The report found that some banks appeared unwilling to turn away, or exit, very profitable business relationships, including PEPs, where there appeared to be an unacceptable level of risk of handling the proceeds of crime.

Despite changes in the legal and regulatory framework, a number of the weaknesses identified during this review were the same as, or similar to, those identified in the FSA’s report ten years ago covering how banks in the UK handled accounts linked to the former Nigerian military leader General Sani Abacha.

The regulator stated that it had "serious concerns" about the findings and had referred two banks to enforcement following the identification of apparent serious weaknesses in their systems and controls for managing high risk customers including PEPs.

In one case study, published in an anonymised form, the FSA described a relationship approved in principle by the money laundering reporting officer (MLRO) of the private banking arm of a major banking group in 2010.

Details from the review showed that the reporting officer of the private bank was aware of a prospective customers’ status but still advocated forming a relationship because it could be profitable for the bank.

An account opening form included in a statement from the reporting officer said: “We understand they are considered PEPs due to family ties, however I believe the bank can do good business with [these customers] and could generate further business in relatively untapped areas.”

The MLRO then went on to approve the relationship without verifying either the customers’ identity or obtaining details on the source of their wealth.

An intelligence report on file detailed allegations that a relative of the customer had embezzled millions of dollars in state funds and had been charged with evading millions of dollars in tax. In addition, the customer’s family was known to have close links to a former head of state.
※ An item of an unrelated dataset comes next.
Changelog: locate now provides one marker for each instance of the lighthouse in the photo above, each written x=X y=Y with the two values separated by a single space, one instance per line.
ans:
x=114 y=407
An email from a member of the AML team stated: “In my view, provided there is sufficient business to justify the risk, then I am happy to recommend we proceed.” The prospective customers, however, decided not to open an account with the bank after all.

The regulator concluded that serious weaknesses had been identified in banks’ systems and controls as well as indications that some banks were willing to enter into very high-risk business relationships without adequate controls when there are potentially large profits to be made. It said: "It is likely that some banks are handling the proceeds of corruption or other financial crime."